FAQs on Personal Loan with Low Interest Rates in India
Q1: What is the lowest personal loan interest rate in India right now?
👉 Some banks like SBI and Bank of Baroda offer personal loans starting at 9%–9.60% p.a., but eligibility is key.
Q2: Can I get a personal loan with a credit score of 650?
👉 Possible, but interest rates will likely be higher. Aim for 750+ for the best rates.
Q3: Do government employees get lower interest rates?
👉 Yes, many lenders offer special discounted personal loan rates for government and PSU employees.
Q4: Should I go for a fixed or floating interest rate personal loan?
👉 Fixed rates are more common for personal loans and provide repayment stability. Floating rates are rare.
Q5: How much personal loan can I get on a salary of ₹50,000 per month?

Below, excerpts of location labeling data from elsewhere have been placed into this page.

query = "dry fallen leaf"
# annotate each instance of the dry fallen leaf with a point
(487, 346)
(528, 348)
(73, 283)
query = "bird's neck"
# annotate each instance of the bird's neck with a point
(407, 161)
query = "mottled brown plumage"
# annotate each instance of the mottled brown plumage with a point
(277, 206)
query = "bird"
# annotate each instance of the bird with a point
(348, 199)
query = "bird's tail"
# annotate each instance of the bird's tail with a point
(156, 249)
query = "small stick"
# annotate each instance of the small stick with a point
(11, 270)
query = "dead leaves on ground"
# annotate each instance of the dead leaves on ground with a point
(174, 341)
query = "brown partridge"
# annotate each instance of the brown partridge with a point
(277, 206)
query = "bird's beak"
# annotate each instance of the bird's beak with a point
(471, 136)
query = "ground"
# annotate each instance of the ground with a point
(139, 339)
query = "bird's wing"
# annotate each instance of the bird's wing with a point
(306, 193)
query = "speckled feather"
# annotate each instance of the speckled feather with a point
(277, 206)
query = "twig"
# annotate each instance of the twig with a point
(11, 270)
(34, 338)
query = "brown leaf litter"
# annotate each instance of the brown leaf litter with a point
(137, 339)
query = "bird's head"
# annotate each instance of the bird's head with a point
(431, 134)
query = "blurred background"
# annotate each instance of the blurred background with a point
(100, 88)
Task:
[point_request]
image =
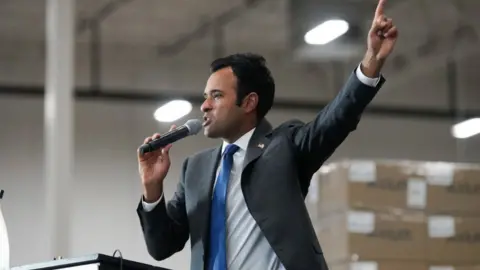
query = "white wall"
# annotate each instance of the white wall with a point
(107, 189)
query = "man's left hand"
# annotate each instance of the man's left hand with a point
(381, 41)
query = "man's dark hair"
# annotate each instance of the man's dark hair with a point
(252, 76)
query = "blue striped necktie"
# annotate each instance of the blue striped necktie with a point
(217, 253)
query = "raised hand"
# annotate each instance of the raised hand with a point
(381, 40)
(383, 34)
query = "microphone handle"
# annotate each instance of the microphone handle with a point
(165, 139)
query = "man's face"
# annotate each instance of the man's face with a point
(221, 114)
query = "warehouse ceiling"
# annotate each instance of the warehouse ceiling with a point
(431, 31)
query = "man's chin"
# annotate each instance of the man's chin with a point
(210, 133)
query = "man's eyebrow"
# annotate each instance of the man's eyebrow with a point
(213, 91)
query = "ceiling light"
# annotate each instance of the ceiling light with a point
(466, 129)
(326, 32)
(173, 110)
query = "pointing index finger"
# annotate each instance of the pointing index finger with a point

👉 Depending on your credit profile, you may qualify for ₹10–15 lakh with low interest rates.
Final Thoughts
Getting a personal loan with low interest rates in India is not about luck—it’s about preparation. By maintaining a strong credit score, comparing offers, leveraging existing relationships with banks, and managing debt smartly, you can significantly reduce your borrowing cost.
Remember, even a small difference in interest rate can save you a large sum over the loan tenure. So, invest time in research and negotiation before signing the dotted line.